The following guide gives a short introduction to the DataHub via a practical example.

Create a python virtual env

python -m venv env

Activate the virtual environment

On macOS and Linux:

source env/bin/activate

On Windows

.\env\Scripts\activate

Install datahub-core via PIP

pip install datahub-core

Create your first sample project

Recommended folder structure

├── data
│   ├── data.csv
│   ├── data.xlsx
├── project_name
│   ├── __init__.py
│   ├── generate.py
├── tests
│   ├── __init__.py
├── run.py

Your project's source code is mainly placed under the project_name folder. This is where your core data generation logic will be placed. run.py is a wrapper for your project entrance.

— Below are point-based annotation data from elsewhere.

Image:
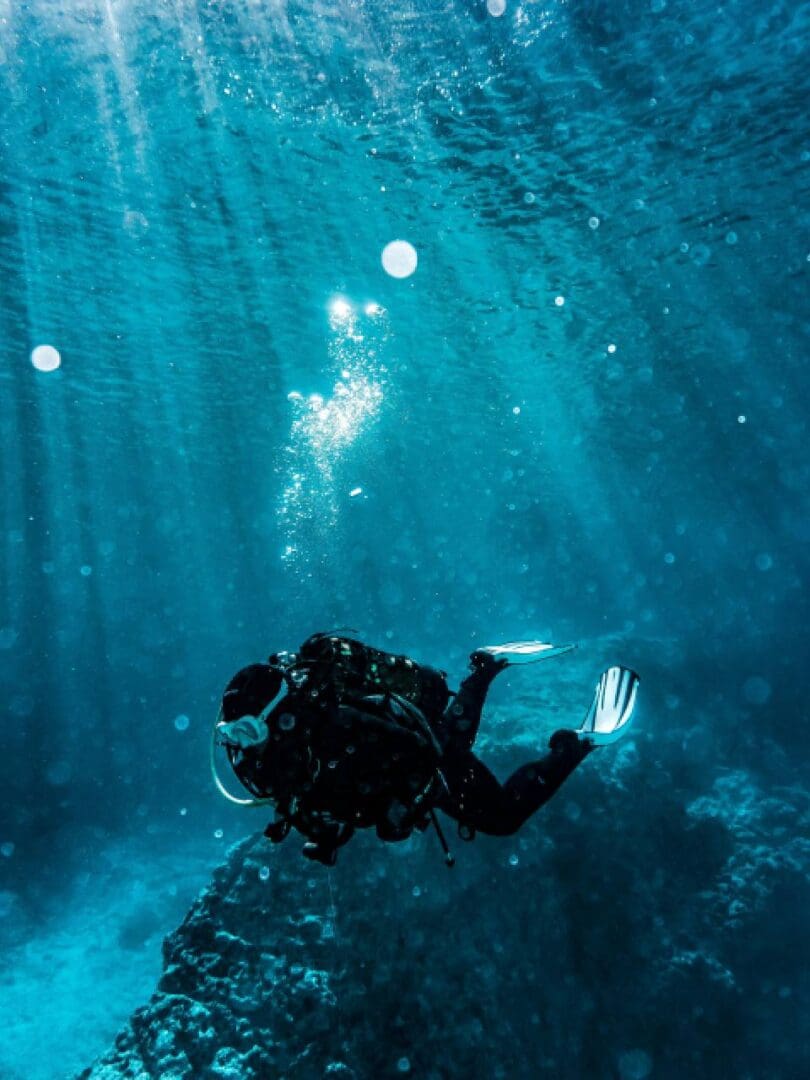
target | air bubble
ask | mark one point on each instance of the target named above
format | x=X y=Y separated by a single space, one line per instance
x=45 y=358
x=399 y=258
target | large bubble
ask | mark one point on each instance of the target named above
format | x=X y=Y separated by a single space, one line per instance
x=399 y=258
x=45 y=358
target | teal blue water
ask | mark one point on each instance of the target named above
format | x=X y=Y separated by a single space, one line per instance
x=583 y=414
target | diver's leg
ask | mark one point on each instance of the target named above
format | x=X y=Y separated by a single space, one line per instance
x=477 y=800
x=459 y=725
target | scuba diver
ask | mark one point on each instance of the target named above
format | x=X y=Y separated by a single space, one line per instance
x=340 y=737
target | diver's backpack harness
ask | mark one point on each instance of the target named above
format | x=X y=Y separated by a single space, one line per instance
x=332 y=670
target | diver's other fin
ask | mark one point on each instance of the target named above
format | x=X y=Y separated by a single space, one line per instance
x=611 y=709
x=525 y=652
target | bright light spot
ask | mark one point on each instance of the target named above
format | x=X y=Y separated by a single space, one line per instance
x=45 y=358
x=399 y=258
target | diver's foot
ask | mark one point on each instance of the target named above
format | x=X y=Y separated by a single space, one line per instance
x=319 y=854
x=521 y=652
x=483 y=660
x=569 y=744
x=611 y=710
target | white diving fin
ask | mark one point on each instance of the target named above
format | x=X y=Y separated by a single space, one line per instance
x=611 y=709
x=525 y=652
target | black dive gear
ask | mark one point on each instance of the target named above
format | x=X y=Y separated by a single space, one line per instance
x=359 y=738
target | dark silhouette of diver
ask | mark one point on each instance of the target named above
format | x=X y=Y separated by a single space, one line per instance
x=341 y=736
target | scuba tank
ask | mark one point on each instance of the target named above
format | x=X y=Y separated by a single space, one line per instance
x=356 y=670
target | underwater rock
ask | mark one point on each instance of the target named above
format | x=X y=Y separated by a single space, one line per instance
x=570 y=949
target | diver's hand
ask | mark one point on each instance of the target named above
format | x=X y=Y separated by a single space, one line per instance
x=245 y=732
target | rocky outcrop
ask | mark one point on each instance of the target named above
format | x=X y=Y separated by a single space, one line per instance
x=635 y=928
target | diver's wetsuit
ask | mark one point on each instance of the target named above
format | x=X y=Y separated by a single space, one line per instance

Generate your synthetic data

Once you have your folder structure prepared based on the example in the above section. You can write some code to generate your synthetic data now. There's an example in the folder examples/demo. The key data generation logic sit in file examples/demo/demo/generate.py.

import numpy as np
import datahub_core.generators as gen

def run(seed=130319810):

    df = gen.generate(
        props={
            'region': gen.choice(data=['NAM']),
            'country': gen.country_codes(region_field='region'),
            'person_name': gen.person('country'),
            'age': gen.random_range(low=1, high=100, round_dp=0),
        },
        count=50,
        randomstate=np.random.RandomState(seed)
    ).to_dataframe()

    df['ccy'] = df['country'].apply(lambda x: x.currency)
    df['country'] = df['country'].apply(lambda x: x.alpha3_code)

    return df

This example generates faked person name in the NAM region with his/her country code, currency information, and random age. In order to build your own synthetic generation model, you need to define a run function, in which you will use the generators in module datahub_core.generators to generate your data. Both gen.choice, gen.country_codes, gen.random_range are the generators defined in datahub_core/generators/data_frame.

Enjoy your journey to the synthetic data generation now!